The administration’s logic does not satisfy the requirements under federal law to classify the ammunition as “armor piercing,” the foundation argues.

Under 18 U.S.C. 921(a)(17)(c), there is a two-prong legal test for determining whether ammunition is “armor piercing.”

The first qualification requires a projectile core that may be used in a handgun is made from a “combination of tungsten alloys, steel, iron, brass, bronze, beryllium copper or depleted uranium.”

The second prong limits those rounds, which include a “full jacketed projectile larger than .22 caliber designed and intended for use in a handgun and whose jacket has a weight of more than 25 percent of the total weight of the projectile.”

Both standards are met, Mr. Gottlieb says, because the ammunition is made of lead and steel, not made of any of the aforementioned alloys, and because it was not “designed and intended” for use in a handgun. The ammunition is also not “fully jacketed,” and its copper jacket does not weigh more than 25 percent of the round’s total 62 grains.

“The administration’s claims are not exactly true,” Mr.

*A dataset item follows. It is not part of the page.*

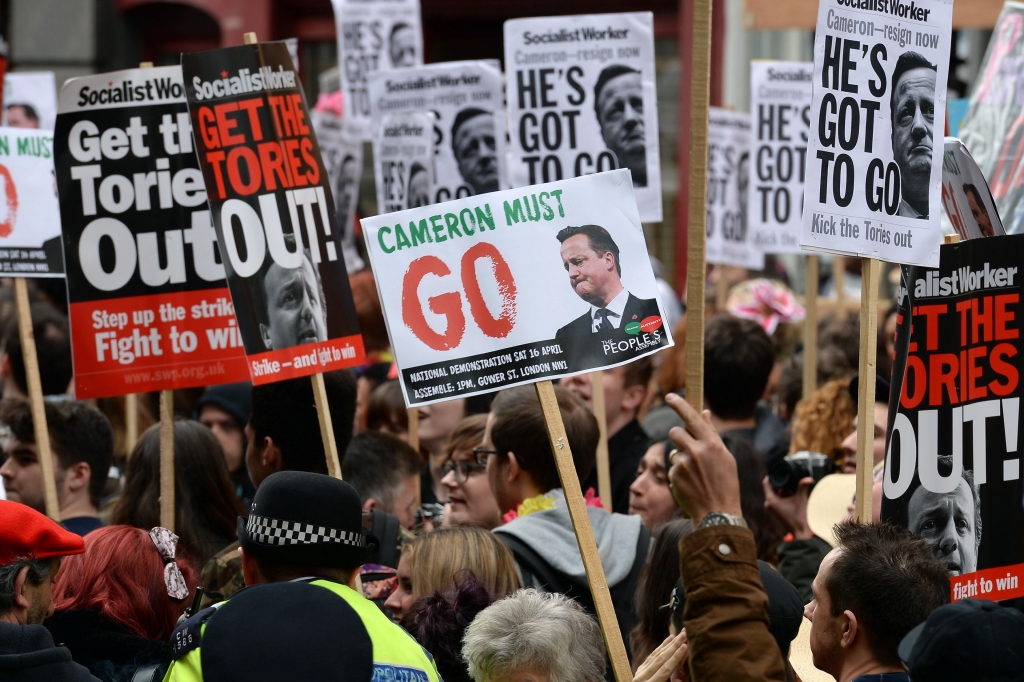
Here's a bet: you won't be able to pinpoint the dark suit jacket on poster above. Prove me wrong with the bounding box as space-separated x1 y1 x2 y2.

Gottlieb said.

Congress lets the ATF write its own ammunition regulations, but those regulations must comport with federal law and statutes enacted by Congress.

“This proposal is just an attempt to limit firearms rights because the President’s other such attempts have been blocked through constitutional checks and balances on his power. Should the Bureau of Alcohol, Tobacco and Firearms Enforcement (BATFE) lawlessly proceed on this path, SAF intends to call on those checks and balances to stop the Administration’s executive overreach again,” Miko Tempski, the Second Amendment Foundation’s general counsel, warned in his letter to Mr. Jones.